Token Comparison (verified via OpenAI tokenizer)
| Dataset | JSON tokens | TeaLeaf tokens | Savings |
|---|---|---|---|
| Healthcare records | 903 | 572 | 37% |
| Retail orders | 9,829 | 5,632 | 43% |
At the API level, prompt instructions are identical for both formats, diluting data-only savings (~36%) to ~30% of total input tokens.
Structured Outputs
LLMs can also produce TeaLeaf-formatted responses:
@struct Insight (category: string, finding: string, confidence: float)
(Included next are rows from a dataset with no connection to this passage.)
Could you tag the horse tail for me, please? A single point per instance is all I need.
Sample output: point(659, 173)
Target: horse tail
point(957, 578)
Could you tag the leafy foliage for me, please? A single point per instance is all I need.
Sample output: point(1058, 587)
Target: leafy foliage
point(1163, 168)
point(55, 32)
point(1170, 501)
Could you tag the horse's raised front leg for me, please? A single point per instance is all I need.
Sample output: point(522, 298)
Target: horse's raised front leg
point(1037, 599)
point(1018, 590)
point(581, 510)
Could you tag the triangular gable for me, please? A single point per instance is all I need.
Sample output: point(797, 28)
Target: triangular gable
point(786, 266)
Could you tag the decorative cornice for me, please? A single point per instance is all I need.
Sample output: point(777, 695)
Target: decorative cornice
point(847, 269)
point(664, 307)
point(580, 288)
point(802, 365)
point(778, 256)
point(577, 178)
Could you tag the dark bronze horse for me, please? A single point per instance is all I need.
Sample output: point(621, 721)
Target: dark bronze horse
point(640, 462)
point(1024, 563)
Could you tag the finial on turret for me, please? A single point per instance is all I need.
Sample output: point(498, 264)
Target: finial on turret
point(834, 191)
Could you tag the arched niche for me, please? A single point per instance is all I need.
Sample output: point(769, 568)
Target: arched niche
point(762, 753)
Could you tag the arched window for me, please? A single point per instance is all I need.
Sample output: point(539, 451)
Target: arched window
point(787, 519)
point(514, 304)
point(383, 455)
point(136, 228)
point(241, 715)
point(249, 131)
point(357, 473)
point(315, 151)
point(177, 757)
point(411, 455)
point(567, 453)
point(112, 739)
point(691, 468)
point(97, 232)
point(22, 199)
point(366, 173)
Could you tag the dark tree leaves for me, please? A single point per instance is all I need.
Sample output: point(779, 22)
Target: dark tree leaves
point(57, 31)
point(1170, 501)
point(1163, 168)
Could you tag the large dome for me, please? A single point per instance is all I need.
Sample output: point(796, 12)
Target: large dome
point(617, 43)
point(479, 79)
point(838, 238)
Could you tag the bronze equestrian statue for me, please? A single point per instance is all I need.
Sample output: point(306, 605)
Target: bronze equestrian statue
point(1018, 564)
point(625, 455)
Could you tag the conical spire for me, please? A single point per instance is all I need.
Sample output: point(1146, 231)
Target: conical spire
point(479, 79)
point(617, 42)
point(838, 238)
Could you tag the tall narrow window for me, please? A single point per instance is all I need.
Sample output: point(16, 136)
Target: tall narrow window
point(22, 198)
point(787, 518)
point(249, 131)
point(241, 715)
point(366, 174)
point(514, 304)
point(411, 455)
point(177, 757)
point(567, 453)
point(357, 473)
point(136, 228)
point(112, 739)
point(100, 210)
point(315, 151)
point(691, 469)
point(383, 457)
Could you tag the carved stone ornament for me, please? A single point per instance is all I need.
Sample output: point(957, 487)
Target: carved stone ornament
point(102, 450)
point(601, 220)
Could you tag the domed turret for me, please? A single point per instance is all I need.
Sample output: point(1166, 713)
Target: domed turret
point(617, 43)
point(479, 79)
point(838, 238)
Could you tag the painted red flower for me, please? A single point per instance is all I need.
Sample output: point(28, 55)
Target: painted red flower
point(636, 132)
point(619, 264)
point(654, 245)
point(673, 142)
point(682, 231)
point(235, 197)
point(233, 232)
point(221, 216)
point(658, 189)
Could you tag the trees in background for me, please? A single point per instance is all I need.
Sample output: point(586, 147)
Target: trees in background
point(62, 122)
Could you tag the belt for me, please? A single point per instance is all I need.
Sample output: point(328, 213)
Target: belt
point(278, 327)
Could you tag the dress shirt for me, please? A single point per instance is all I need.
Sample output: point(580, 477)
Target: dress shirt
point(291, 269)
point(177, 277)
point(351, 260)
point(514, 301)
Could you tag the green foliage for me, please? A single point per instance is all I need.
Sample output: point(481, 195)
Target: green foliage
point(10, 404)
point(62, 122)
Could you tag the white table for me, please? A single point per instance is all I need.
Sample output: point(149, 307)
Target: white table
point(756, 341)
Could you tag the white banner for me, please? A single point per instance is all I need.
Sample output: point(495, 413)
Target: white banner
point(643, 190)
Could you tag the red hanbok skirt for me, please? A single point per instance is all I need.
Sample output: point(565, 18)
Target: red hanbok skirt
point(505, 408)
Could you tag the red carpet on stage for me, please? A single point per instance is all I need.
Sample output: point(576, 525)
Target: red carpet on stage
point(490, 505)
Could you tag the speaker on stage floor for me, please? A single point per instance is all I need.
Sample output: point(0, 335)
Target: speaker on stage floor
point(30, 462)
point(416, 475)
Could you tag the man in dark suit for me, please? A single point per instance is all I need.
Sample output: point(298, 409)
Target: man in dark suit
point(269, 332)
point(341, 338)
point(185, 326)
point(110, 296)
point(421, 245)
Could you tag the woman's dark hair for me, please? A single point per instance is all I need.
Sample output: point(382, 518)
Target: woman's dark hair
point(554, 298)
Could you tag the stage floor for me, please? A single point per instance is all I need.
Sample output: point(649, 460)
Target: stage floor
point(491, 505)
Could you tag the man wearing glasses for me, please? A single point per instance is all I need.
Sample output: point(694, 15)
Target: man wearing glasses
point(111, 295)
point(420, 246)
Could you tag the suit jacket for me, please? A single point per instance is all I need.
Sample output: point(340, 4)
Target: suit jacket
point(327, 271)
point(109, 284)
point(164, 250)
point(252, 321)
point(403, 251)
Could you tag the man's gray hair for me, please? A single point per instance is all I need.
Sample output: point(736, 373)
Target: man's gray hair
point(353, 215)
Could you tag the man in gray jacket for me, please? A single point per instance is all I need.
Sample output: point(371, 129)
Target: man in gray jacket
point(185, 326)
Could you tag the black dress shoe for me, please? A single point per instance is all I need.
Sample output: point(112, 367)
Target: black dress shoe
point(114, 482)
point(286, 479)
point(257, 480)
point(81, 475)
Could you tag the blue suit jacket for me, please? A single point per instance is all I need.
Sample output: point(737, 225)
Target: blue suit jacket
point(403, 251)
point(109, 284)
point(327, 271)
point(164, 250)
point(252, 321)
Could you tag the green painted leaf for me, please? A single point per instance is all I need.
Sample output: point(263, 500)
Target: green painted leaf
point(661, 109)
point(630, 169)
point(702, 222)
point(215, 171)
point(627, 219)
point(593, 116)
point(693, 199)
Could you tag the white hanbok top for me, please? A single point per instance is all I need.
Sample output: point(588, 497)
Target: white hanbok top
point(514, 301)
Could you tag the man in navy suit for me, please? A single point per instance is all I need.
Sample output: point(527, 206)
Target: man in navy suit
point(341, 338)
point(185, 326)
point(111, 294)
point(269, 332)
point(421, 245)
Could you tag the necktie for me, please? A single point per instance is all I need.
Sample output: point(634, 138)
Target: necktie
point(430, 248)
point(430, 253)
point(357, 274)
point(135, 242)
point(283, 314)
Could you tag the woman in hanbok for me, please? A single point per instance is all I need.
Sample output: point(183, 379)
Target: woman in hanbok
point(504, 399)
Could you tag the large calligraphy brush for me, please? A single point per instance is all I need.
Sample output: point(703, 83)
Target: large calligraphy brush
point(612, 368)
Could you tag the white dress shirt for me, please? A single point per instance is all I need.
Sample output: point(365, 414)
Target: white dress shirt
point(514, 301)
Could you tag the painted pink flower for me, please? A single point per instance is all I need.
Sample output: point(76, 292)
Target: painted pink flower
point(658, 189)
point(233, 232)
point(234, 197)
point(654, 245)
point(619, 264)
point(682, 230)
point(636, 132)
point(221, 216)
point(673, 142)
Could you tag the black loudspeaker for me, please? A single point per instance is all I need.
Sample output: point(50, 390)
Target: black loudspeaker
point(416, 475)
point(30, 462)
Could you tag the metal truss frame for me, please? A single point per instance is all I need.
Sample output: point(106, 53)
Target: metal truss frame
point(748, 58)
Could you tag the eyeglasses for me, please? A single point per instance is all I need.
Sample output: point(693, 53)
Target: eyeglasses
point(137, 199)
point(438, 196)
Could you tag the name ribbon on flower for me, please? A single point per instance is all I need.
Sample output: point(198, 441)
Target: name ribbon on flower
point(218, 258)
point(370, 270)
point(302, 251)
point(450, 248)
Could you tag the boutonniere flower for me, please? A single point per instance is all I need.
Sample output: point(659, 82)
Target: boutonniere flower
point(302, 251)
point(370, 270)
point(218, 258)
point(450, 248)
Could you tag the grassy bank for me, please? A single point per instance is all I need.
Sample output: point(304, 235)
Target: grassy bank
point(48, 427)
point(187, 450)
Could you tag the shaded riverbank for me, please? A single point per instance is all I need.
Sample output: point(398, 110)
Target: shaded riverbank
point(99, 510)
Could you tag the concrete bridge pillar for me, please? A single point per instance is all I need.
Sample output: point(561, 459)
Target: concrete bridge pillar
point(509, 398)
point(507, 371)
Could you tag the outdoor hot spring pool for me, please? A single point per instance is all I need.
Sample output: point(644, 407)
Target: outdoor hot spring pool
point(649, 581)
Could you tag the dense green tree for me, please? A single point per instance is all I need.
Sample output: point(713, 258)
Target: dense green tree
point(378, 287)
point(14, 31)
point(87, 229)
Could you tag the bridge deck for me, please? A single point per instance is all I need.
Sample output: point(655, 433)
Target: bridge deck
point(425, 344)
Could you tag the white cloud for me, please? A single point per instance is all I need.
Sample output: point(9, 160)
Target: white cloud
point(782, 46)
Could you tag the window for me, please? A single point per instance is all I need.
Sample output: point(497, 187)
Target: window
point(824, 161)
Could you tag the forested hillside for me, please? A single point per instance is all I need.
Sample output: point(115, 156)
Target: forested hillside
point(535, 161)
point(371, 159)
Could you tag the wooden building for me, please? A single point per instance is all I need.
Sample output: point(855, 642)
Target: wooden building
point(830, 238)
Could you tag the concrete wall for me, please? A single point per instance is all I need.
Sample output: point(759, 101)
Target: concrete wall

analysis: @table Insight [
(revenue, "Q4 revenue grew 15% YoY", 0.92),
(churn, "Customer churn decreased by 3%", 0.87),
(forecast, "Projected 20% growth in Q1", 0.73),
]
This can then be parsed and processed programmatically:
#![allow(unused)]
fn main() {
let response = TeaLeaf::parse(&llm_output)?;
if let Some(Value::Array(insights)) = response.get("analysis") {
for insight in insights {
// Process each structured insight
}
}
}
Best Practices
- Define schemas for all structured context – tool definitions, messages, profiles
- Use
@tablefor arrays of uniform objects – conversation history, search results - Use compact text for LLM input –
FormatOptions::compact().with_compact_floats()for maximum token savings - Cache compiled binary for frequently-used context segments
- String deduplication helps when context has repetitive strings (roles, tool names)
- Separate static and dynamic context – compile static context once, merge at runtime
Benchmark Results
The accuracy-benchmark suite compares TeaLeaf vs JSON vs TOON on Claude Sonnet 4.5 and GPT-5.2:
Real-world results (14 tasks, 7 domains, Claude Sonnet 4.5 + GPT-5.2):
| Metric | TeaLeaf | JSON | TOON |
|---|---|---|---|
| Anthropic accuracy | 0.942 | 0.945 | 0.939 |
| OpenAI accuracy | 0.925 | 0.924 | 0.928 |
| Input token savings | -51% | baseline | -20% |
- No accuracy loss – scores within noise across all three formats
- Savings range from 27% (small datasets) to 77% (tabular data)
- Evidence package with prompts, responses, and analysis available in
accuracy-benchmark/evidence/ - See the benchmark README for full methodology and results.